Cozy Dog Drive-In offering its own sodas

The Cozy Dog Drive-In in Springfield, Illinois, is famous for its Cozy Dog, reputedly the forerunner of the modern-day corn dog.

Now it is selling four flavors of soda in bottles featuring the Cozy Dog logo. It offers cola, diet cola, root beer and diet root beer. The restaurant announced the new offerings on its Facebook page Friday.

In a text, co-operator Josh Waldmire said:

Larry Tarantolo with USA Craft Sodas is making them for us. […]  Larry contacted me and said he was getting back in the craft soda business and if I would be interested in doing a few lines of soda with him. I thought it was a great idea, and I liked his idea of doing some diet sodas.
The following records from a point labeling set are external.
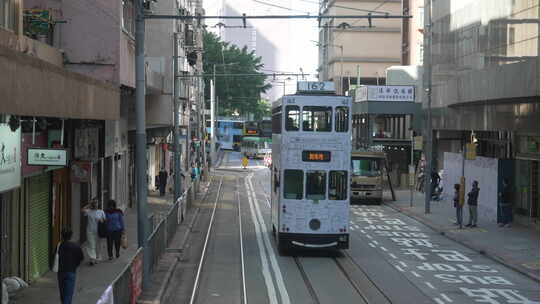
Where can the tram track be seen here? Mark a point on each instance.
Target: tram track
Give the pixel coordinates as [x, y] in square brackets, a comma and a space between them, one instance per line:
[213, 234]
[343, 270]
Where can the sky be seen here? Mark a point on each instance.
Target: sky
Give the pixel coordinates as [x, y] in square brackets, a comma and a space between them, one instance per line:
[294, 39]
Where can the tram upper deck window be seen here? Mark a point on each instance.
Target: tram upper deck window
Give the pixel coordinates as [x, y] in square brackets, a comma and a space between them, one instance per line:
[337, 185]
[293, 186]
[318, 119]
[342, 119]
[293, 118]
[276, 120]
[316, 185]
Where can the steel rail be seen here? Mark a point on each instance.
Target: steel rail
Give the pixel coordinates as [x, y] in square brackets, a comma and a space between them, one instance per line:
[203, 255]
[304, 276]
[348, 256]
[244, 292]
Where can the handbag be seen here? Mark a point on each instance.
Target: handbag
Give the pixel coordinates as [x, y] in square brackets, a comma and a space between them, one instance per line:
[123, 241]
[56, 259]
[102, 229]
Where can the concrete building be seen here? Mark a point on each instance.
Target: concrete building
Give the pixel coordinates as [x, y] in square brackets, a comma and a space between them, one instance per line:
[68, 83]
[347, 46]
[486, 92]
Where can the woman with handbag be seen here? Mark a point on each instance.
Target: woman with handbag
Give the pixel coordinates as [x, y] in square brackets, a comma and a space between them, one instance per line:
[115, 228]
[95, 217]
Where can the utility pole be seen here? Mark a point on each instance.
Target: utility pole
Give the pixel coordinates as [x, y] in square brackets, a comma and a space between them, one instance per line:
[212, 121]
[176, 130]
[428, 91]
[140, 144]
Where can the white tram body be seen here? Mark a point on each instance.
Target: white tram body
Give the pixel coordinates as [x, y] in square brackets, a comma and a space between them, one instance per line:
[311, 152]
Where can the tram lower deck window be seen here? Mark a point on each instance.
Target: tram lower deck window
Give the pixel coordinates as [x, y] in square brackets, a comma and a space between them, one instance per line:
[316, 185]
[338, 185]
[293, 185]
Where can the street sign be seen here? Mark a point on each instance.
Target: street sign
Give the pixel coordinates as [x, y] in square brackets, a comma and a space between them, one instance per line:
[418, 143]
[412, 180]
[470, 151]
[385, 93]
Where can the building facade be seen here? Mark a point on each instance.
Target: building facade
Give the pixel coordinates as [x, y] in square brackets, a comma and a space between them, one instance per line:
[486, 89]
[348, 47]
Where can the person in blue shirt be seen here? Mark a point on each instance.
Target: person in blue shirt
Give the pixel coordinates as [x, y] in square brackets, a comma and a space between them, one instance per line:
[70, 256]
[115, 228]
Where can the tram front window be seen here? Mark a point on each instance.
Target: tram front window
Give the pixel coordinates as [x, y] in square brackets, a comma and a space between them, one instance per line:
[366, 167]
[342, 119]
[293, 186]
[318, 119]
[316, 185]
[293, 118]
[337, 188]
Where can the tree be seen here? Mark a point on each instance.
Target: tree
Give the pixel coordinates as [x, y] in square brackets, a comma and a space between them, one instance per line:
[238, 94]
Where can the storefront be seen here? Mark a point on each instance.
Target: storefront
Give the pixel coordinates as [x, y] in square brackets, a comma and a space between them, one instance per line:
[526, 178]
[10, 205]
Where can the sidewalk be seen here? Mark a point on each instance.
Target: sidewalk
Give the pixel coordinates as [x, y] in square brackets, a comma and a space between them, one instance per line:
[517, 247]
[93, 280]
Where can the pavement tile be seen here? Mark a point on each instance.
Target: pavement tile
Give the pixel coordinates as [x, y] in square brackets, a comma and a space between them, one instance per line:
[93, 280]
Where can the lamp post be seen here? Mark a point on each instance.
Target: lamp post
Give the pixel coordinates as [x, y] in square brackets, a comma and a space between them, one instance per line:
[340, 46]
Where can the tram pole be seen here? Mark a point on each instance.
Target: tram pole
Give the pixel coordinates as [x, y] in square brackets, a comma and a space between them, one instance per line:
[140, 144]
[176, 130]
[428, 92]
[212, 121]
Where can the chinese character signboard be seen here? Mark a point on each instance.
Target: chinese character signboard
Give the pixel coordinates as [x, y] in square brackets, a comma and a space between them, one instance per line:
[47, 157]
[385, 93]
[81, 171]
[10, 158]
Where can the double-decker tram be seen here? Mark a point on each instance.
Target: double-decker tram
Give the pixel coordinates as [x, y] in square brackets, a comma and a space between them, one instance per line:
[311, 163]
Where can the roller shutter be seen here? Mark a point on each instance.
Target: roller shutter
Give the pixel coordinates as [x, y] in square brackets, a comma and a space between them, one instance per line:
[39, 188]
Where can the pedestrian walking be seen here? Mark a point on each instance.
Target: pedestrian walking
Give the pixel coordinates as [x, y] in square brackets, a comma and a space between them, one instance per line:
[458, 206]
[162, 179]
[115, 228]
[95, 217]
[435, 180]
[245, 162]
[505, 204]
[472, 201]
[70, 256]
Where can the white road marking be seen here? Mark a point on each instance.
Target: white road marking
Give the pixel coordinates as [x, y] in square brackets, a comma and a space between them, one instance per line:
[446, 298]
[241, 243]
[262, 252]
[399, 268]
[277, 271]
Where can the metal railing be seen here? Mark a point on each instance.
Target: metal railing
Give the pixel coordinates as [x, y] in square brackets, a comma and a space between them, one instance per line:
[127, 286]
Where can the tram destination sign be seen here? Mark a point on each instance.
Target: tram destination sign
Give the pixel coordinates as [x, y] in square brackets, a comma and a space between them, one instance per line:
[316, 87]
[385, 93]
[316, 156]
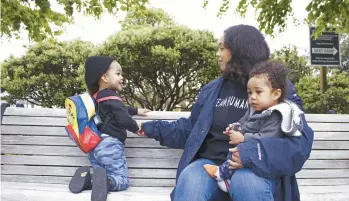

We have been asked for years if we had any diet bottled soda (RT 66 bottles), but now we do.

He said the bottles will go for $2.20 apiece or $7 for four.

The Cozy Dog Drive-In launched in Springfield in 1946 after its founder, Ed Waldmire Jr., developed the Cozy Dog corn dog while in the Air Force in Amarillo, Texas. Variations on cornbread-coated hot dogs had existed, but they took too long to prepare. Waldmire’s batter coating over the wiener fried in oil allowed it to be given to customers faster. It could be argued Ed Waldmire was the father of the modern-day corn dog.

The Cozy Dog Drive-In opened on Route 66 in Springfield in 1949. Ed’s grandsons have carried on running the restaurant in recent years.

One of Ed Waldmire’s sons, Bob, forged his own path in Route 66 lore by becoming a well-known artist and hippie. Bob became the indirect inspiration to Fillmore in the 2006 Disney-Pixar animated film “Cars” and turned the once-forlorn Hackberry General Store in Hackberry, Arizona, into a tourist attraction before selling it in the late 1990s.